There are six (6) residents in care. Facility has an approved dementia plan of operation. There is an approved hospice waiver for two (2) residents. Fire clearance is approved for six (6) non-ambulatory, which includes one(1) bedridden approval (room #1 only).
Facility has an approved dementia plan of operation. Hospice waiver approved for one (1) resident. Facility has a required infection control plan. Facility has a required emergency and disaster plan.

The LPA reviewed six (6) resident files. All files were complete.
The LPA reviewed three (3) staff files. All staff have criminal record clearance as required. All staff have training.
There was a sufficient supply of food, hygiene products, cleaners, and paper products. All auditory alarms were working as required.

Based on LPA's review of facility records, and staff interviews, there have been no emergency drills conducted as required, quarterly drills; One of the quarterly drills must be a facility evacuation drill. The last drill per record review was in 2019. This deficiency will be cited. H&S Code 1569.695(c)- A facility shall conduct a drill at least quarterly for each shift. The type of emergency covered in a drill shall vary from quarter to quarter, taking into account different emergency scenarios. Documentation of the drills shall include the date, the type of emergency covered by the drill, and the names of staff participating in the drill, see LIC809D.

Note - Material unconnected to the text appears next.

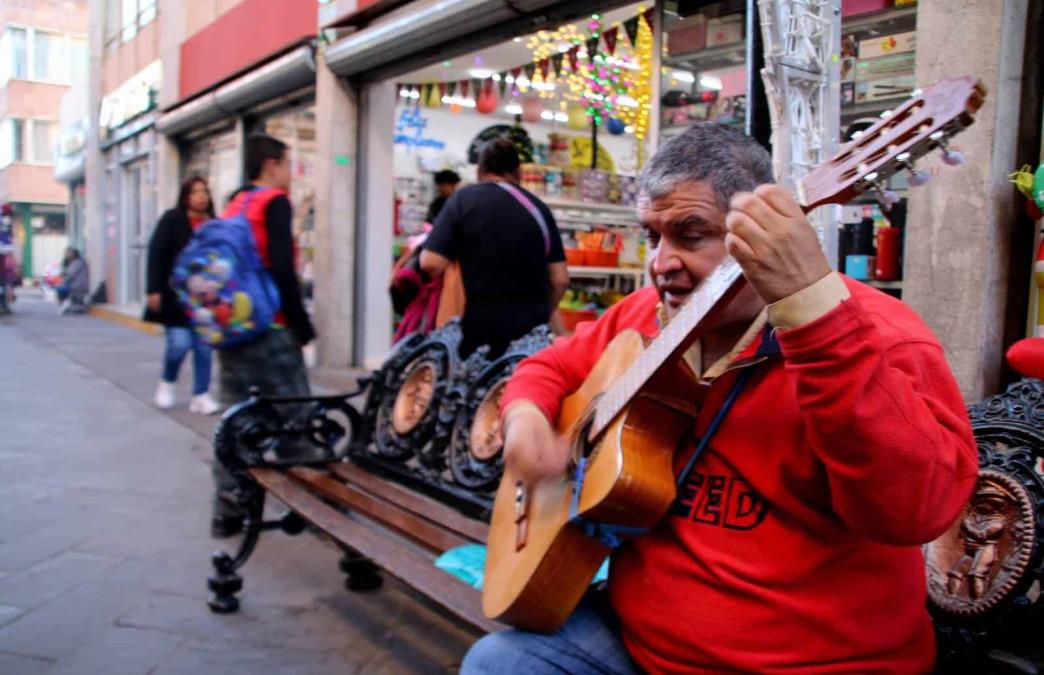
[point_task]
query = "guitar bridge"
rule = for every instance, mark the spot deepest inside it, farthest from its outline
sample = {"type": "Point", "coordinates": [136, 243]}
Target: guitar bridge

Deficiencies cited from the California Code of Regulations, Title 22, Division 6 of California Regulation and Health and Safety Code.
Failure to correct the deficiency and/or repeat deficiencies within a 12 month period may result in civil penalties. Appeal rights provided to staff Melanie Taningco for the Administrator.
Exit interview conducted with staff Melanie Taningco.
SUPERVISORS NAME: Hope DeBenedetti
LICENSING EVALUATOR NAME: Dina Alviso
LICENSING EVALUATOR SIGNATURE: DATE: 12/12/2023
I acknowledge receipt of this form and understand my licensing appeal rights as explained and received.
FACILITY REPRESENTATIVE SIGNATURE: DATE: 12/12/2023
This report must be available at Child Care and Group Home facilities for public review for 3 years.

LIC809 (FAS) - (06/04)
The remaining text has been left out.